NPPC, I recommend you think through what will actually inform and protect your members. The TIA folks are not distorting the message, except to the extent that state and local governments are undervaluing their pension and OPEB promises.
Complaining about TIA will not make the pensions better-funded. Complaining about TIA will not prevent the worst-funded pensions from running out of assets, which will not be supportable as pay-as-you-go, as the asset death spiral before that will show that the cash flows were unaffordable for the local tax base.
And don’t look to the federal government to save your hash. So far bailout amounts have been puny compared to the size of the promises.
Truth in Accounting has released a new analysis of the 10 most populous U.S. cities that includes their largest underlying government units. With the exception of New York City, most municipalities do not include in their annual financial reports the finances of large, underlying government units for which city taxpayers are also responsible, such as school districts, and transit and housing authorities.
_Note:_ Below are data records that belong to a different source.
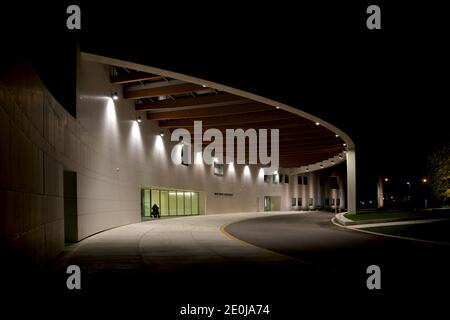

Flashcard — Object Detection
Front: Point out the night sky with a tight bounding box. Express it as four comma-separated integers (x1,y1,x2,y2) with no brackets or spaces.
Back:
0,1,450,199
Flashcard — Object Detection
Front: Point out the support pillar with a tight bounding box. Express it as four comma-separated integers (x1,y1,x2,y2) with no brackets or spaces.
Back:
346,150,356,214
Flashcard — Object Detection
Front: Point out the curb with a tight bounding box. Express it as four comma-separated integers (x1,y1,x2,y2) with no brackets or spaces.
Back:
331,215,450,246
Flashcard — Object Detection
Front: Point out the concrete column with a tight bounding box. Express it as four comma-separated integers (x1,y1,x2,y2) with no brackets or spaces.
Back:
377,176,384,208
347,150,356,213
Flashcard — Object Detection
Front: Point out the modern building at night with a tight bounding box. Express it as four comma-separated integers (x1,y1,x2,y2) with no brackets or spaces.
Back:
0,53,356,265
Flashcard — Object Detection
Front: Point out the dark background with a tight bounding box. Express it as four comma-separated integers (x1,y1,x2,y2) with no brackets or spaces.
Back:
0,1,450,205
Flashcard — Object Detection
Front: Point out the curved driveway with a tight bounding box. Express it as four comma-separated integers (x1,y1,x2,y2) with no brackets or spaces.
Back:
52,212,450,303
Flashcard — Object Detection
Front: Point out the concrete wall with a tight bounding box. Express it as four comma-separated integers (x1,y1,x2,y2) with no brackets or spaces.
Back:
0,57,342,265
0,64,67,267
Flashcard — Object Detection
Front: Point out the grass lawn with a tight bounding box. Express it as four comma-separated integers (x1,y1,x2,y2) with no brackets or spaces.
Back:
344,210,427,221
362,220,450,243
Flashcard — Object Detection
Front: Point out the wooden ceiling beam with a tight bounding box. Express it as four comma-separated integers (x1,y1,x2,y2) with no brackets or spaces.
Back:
135,93,251,111
123,83,207,99
110,71,163,84
159,110,298,128
147,103,274,120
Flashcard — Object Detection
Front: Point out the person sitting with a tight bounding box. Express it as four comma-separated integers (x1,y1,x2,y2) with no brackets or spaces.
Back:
151,203,161,218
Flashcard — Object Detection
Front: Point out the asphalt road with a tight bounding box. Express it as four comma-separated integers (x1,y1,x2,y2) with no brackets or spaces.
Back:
7,212,450,319
226,212,450,298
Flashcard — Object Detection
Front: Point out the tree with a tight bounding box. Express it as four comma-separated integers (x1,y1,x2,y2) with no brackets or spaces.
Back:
428,143,450,205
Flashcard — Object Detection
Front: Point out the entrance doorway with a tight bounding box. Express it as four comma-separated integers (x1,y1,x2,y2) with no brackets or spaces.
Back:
142,188,202,218
264,196,281,211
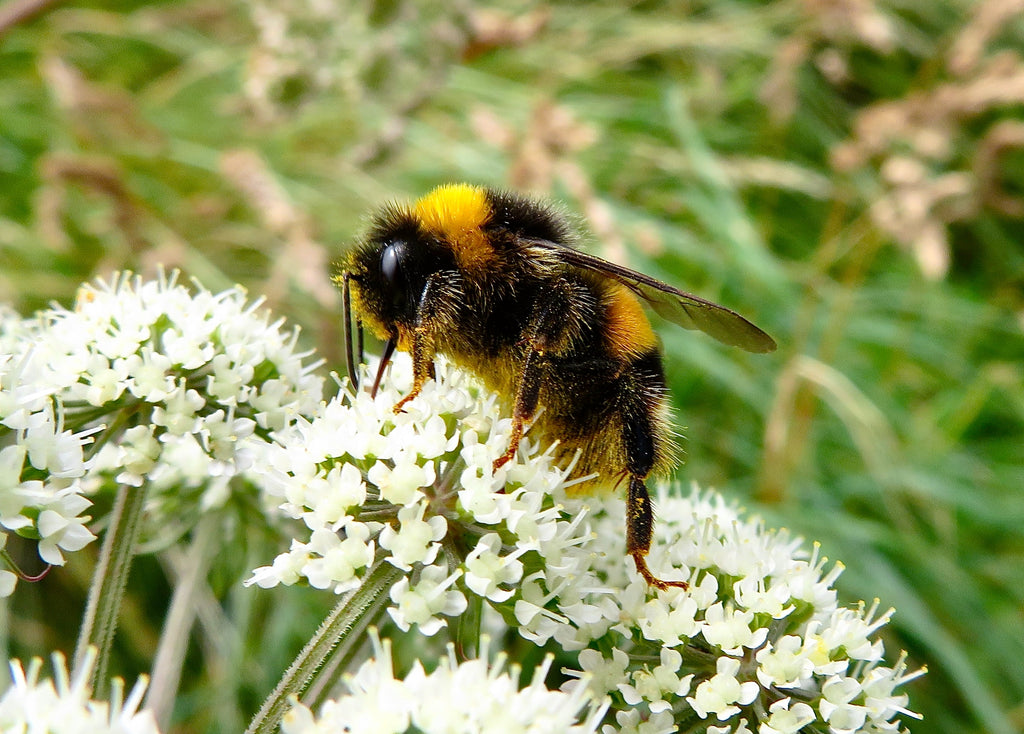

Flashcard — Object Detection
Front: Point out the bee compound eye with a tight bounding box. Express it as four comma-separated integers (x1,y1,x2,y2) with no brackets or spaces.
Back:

This report takes into account these underlying government entities and provides residents and taxpayers in these cities with a more accurate and holistic view of their respective city’s finances. We only include underlying entities that city governments claim responsibility for in their annual financial reports. These underlying governments are essentially subsidiaries of the city and the majority of their debt falls on all city taxpayers. When the unfunded debt of these underlying government units is combined with the county, municipal, and state debt, city taxpayers are on the hook for much more than they think.